Zirconocene-catalyzed stereoselective cyclocopolymerization of 2-methyl-1,5-hexadiene with propylene

Abstract

The copolymerization of 2-methyl-1,5-hexadiene (MHD) with propylene has been studied with different single-site group 4 metal catalysts. Systems based on ansa-zirconocene precursors such as rac-{Me2Si(2-Me-4-Ph-Ind}ZrCl2 (1) and C1- or CS-symmetric ansa-{CpCR2Flu}ZrCl2 (2 and 3, respectively), once activated by MAO, are highly active (20–600 kgpol gcat−1 h−1 at 60–70 °C) and yield copolymers in which MHD is cyclopolymerized as methylene-(1-methyl)-1,3-cyclopentane (MMCP) units. 13C NMR studies revealed, depending on the symmetry of the precatalyst used, either highly isotactic (1, 2) or syndiotactic (3) polypropylene (PP) backbones, with isolated MMCP units.
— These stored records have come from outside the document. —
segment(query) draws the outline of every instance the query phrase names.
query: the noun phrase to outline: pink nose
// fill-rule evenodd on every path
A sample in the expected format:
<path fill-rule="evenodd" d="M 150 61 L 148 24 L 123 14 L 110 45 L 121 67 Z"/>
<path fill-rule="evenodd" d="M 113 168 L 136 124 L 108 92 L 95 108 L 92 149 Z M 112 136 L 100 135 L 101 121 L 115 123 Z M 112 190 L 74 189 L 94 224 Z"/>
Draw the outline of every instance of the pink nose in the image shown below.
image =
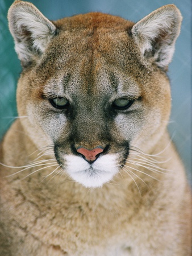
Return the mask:
<path fill-rule="evenodd" d="M 98 146 L 93 150 L 89 150 L 85 147 L 81 147 L 78 148 L 77 151 L 85 156 L 85 159 L 87 161 L 94 161 L 97 159 L 96 156 L 103 151 L 103 148 Z"/>

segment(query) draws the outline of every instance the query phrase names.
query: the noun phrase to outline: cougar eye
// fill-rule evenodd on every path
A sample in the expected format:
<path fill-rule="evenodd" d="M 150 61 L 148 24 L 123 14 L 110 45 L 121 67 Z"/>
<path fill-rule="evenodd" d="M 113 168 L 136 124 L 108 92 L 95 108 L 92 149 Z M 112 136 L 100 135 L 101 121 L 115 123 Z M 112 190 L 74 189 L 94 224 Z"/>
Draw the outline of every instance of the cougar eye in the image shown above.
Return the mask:
<path fill-rule="evenodd" d="M 126 109 L 130 108 L 133 102 L 133 100 L 130 100 L 126 98 L 118 98 L 114 101 L 112 106 L 118 109 Z"/>
<path fill-rule="evenodd" d="M 69 105 L 69 101 L 66 98 L 57 97 L 50 100 L 52 105 L 57 109 L 64 109 Z"/>

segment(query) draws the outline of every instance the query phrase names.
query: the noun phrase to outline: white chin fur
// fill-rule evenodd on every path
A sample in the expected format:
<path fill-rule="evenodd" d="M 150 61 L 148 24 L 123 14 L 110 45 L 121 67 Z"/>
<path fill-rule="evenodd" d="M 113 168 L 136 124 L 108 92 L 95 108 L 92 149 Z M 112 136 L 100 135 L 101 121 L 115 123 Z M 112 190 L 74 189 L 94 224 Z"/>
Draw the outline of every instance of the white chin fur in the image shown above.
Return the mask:
<path fill-rule="evenodd" d="M 66 171 L 76 181 L 87 188 L 101 187 L 118 171 L 117 155 L 100 156 L 90 164 L 81 156 L 65 156 Z"/>

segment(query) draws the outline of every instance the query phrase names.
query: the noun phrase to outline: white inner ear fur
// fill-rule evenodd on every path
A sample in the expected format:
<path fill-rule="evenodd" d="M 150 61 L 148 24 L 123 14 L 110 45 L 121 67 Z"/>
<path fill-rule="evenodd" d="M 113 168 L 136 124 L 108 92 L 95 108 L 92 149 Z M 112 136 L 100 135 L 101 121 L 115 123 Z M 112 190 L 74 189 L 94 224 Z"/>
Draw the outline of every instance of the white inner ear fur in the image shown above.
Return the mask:
<path fill-rule="evenodd" d="M 29 50 L 31 47 L 43 52 L 56 30 L 52 22 L 28 2 L 16 1 L 9 10 L 8 19 L 15 50 L 21 60 L 31 59 L 32 53 Z"/>
<path fill-rule="evenodd" d="M 153 49 L 153 43 L 158 39 L 154 59 L 159 59 L 158 65 L 167 66 L 171 61 L 176 40 L 180 31 L 182 16 L 174 5 L 159 8 L 136 23 L 132 28 L 133 39 L 143 55 Z"/>

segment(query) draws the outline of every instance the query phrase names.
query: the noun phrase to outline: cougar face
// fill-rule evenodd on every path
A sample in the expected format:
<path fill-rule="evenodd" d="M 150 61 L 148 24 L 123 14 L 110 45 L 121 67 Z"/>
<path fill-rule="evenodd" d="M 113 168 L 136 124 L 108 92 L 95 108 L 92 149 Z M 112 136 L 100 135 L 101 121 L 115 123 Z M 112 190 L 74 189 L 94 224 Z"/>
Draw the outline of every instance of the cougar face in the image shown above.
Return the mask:
<path fill-rule="evenodd" d="M 17 102 L 19 115 L 28 117 L 21 120 L 24 129 L 38 148 L 52 145 L 58 163 L 74 180 L 101 186 L 123 166 L 131 146 L 148 152 L 165 129 L 168 51 L 158 39 L 153 43 L 159 50 L 150 49 L 152 39 L 141 34 L 145 29 L 154 36 L 159 26 L 149 32 L 145 19 L 134 25 L 97 13 L 51 23 L 24 6 L 41 22 L 34 28 L 23 15 L 15 14 L 23 24 L 10 19 L 15 42 L 26 30 L 34 36 L 32 46 L 27 38 L 15 46 L 23 66 Z M 169 44 L 176 31 L 172 40 L 166 38 Z"/>
<path fill-rule="evenodd" d="M 153 106 L 147 90 L 156 90 L 164 100 L 168 94 L 166 88 L 163 92 L 162 85 L 155 85 L 149 68 L 136 58 L 136 65 L 130 60 L 136 51 L 126 31 L 119 32 L 115 42 L 105 31 L 95 45 L 98 30 L 94 28 L 91 35 L 87 32 L 85 42 L 77 34 L 69 42 L 68 33 L 61 33 L 32 69 L 32 78 L 28 73 L 27 82 L 31 84 L 26 103 L 31 126 L 41 127 L 54 145 L 59 164 L 86 187 L 112 179 L 128 157 L 133 140 L 147 130 L 146 121 L 154 111 L 161 111 Z M 128 44 L 126 51 L 123 43 Z M 81 55 L 74 56 L 74 52 Z M 161 77 L 166 84 L 165 75 Z M 150 135 L 162 118 L 156 115 L 147 131 Z"/>

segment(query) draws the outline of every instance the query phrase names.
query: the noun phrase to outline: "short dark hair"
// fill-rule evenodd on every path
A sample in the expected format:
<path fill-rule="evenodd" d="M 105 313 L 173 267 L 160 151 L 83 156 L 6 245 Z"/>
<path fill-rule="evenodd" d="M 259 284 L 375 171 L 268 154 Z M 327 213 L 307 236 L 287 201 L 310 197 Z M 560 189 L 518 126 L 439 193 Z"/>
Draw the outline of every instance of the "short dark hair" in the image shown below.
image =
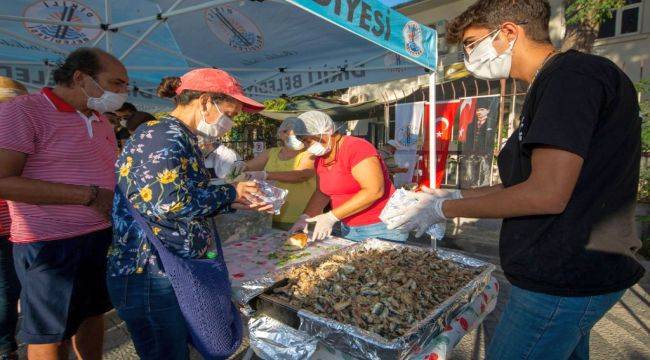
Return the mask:
<path fill-rule="evenodd" d="M 116 111 L 136 112 L 138 111 L 138 108 L 136 108 L 135 105 L 131 104 L 130 102 L 125 102 L 124 104 L 122 104 L 122 107 L 117 109 Z"/>
<path fill-rule="evenodd" d="M 83 47 L 71 52 L 52 73 L 54 82 L 57 85 L 72 85 L 72 79 L 77 70 L 94 78 L 103 70 L 101 56 L 105 54 L 108 55 L 97 48 Z"/>
<path fill-rule="evenodd" d="M 478 0 L 447 24 L 447 41 L 459 43 L 470 26 L 496 29 L 506 21 L 520 24 L 529 39 L 550 43 L 548 22 L 551 6 L 547 0 Z"/>

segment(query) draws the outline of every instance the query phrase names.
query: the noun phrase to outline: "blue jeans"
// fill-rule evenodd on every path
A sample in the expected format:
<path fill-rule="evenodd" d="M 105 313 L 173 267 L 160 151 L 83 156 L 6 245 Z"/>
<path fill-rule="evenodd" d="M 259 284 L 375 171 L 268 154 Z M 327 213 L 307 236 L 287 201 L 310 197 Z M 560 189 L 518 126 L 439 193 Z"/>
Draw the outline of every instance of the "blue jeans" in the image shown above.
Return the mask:
<path fill-rule="evenodd" d="M 14 352 L 20 283 L 14 269 L 13 245 L 0 236 L 0 356 Z"/>
<path fill-rule="evenodd" d="M 486 359 L 589 359 L 591 328 L 624 292 L 562 297 L 513 286 Z"/>
<path fill-rule="evenodd" d="M 148 272 L 109 275 L 107 284 L 141 359 L 189 358 L 190 335 L 167 277 Z"/>
<path fill-rule="evenodd" d="M 362 226 L 348 226 L 341 223 L 341 236 L 352 241 L 363 241 L 368 238 L 375 238 L 380 240 L 406 242 L 409 234 L 397 230 L 388 230 L 386 224 L 383 222 Z"/>

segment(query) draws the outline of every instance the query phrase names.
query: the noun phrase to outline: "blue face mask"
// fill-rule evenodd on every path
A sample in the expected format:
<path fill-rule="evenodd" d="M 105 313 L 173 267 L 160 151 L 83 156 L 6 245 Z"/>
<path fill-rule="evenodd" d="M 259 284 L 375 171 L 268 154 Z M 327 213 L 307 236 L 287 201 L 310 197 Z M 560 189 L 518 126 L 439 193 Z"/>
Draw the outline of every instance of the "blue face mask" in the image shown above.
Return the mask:
<path fill-rule="evenodd" d="M 289 135 L 284 144 L 291 150 L 302 150 L 305 147 L 305 144 L 302 141 L 298 140 L 296 135 Z"/>

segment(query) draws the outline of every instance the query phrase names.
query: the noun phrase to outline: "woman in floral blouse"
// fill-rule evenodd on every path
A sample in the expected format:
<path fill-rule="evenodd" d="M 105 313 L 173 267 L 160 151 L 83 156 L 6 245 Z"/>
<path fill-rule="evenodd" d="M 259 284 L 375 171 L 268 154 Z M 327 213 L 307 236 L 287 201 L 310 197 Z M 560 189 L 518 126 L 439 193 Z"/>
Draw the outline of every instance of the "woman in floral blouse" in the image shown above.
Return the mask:
<path fill-rule="evenodd" d="M 173 97 L 176 108 L 140 126 L 116 164 L 107 282 L 141 358 L 187 359 L 189 334 L 174 290 L 126 202 L 176 255 L 205 257 L 219 241 L 211 217 L 252 207 L 243 199 L 257 187 L 252 182 L 211 185 L 198 137 L 223 135 L 232 127 L 231 117 L 263 105 L 245 97 L 233 77 L 216 69 L 165 78 L 158 94 Z"/>

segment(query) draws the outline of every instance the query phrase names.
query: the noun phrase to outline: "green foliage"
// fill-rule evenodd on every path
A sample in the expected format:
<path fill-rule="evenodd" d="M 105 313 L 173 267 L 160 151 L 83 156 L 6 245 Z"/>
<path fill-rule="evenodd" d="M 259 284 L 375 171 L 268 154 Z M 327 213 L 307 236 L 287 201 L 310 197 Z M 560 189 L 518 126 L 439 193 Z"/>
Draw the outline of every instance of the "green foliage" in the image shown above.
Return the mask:
<path fill-rule="evenodd" d="M 159 111 L 159 112 L 154 113 L 153 116 L 156 119 L 160 119 L 161 117 L 163 117 L 163 116 L 165 116 L 167 114 L 169 114 L 169 112 L 167 112 L 167 111 Z"/>
<path fill-rule="evenodd" d="M 637 199 L 642 202 L 650 202 L 650 169 L 641 168 L 639 174 L 639 193 Z"/>
<path fill-rule="evenodd" d="M 595 27 L 612 17 L 612 9 L 618 9 L 623 5 L 625 0 L 568 0 L 567 23 Z"/>
<path fill-rule="evenodd" d="M 289 101 L 278 98 L 264 101 L 266 110 L 282 111 L 287 108 Z M 230 141 L 248 141 L 269 139 L 275 136 L 280 125 L 277 120 L 266 118 L 260 114 L 242 112 L 233 119 L 234 125 L 228 135 Z"/>
<path fill-rule="evenodd" d="M 641 94 L 641 146 L 644 152 L 650 151 L 650 79 L 641 80 L 636 84 L 636 90 Z"/>

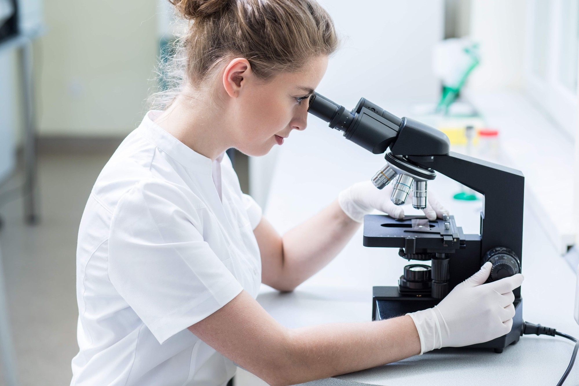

Fully trans-diastereoselective cyclopolymerization of MHD was observed with 1/MAO, while a mixture of trans and cis MMCP rings was observed with 2 and 3/MAO. The amount of MMCP units in PP (0.2–1.6 mol%) can be controlled by the amount of MHD in the feed. In contrast, the constrained geometry catalyst system based on {C5Me4SiMe2NtBu}TiCl2 (4) and MAO showed a much lower productivity (ca. 3 kgpol gcat−1 h−1 at 60 °C) and yielded a regioirregular, atactic copolymer in which MHD is simply vinyl-inserted in quite moderate amounts (0.2 mol%).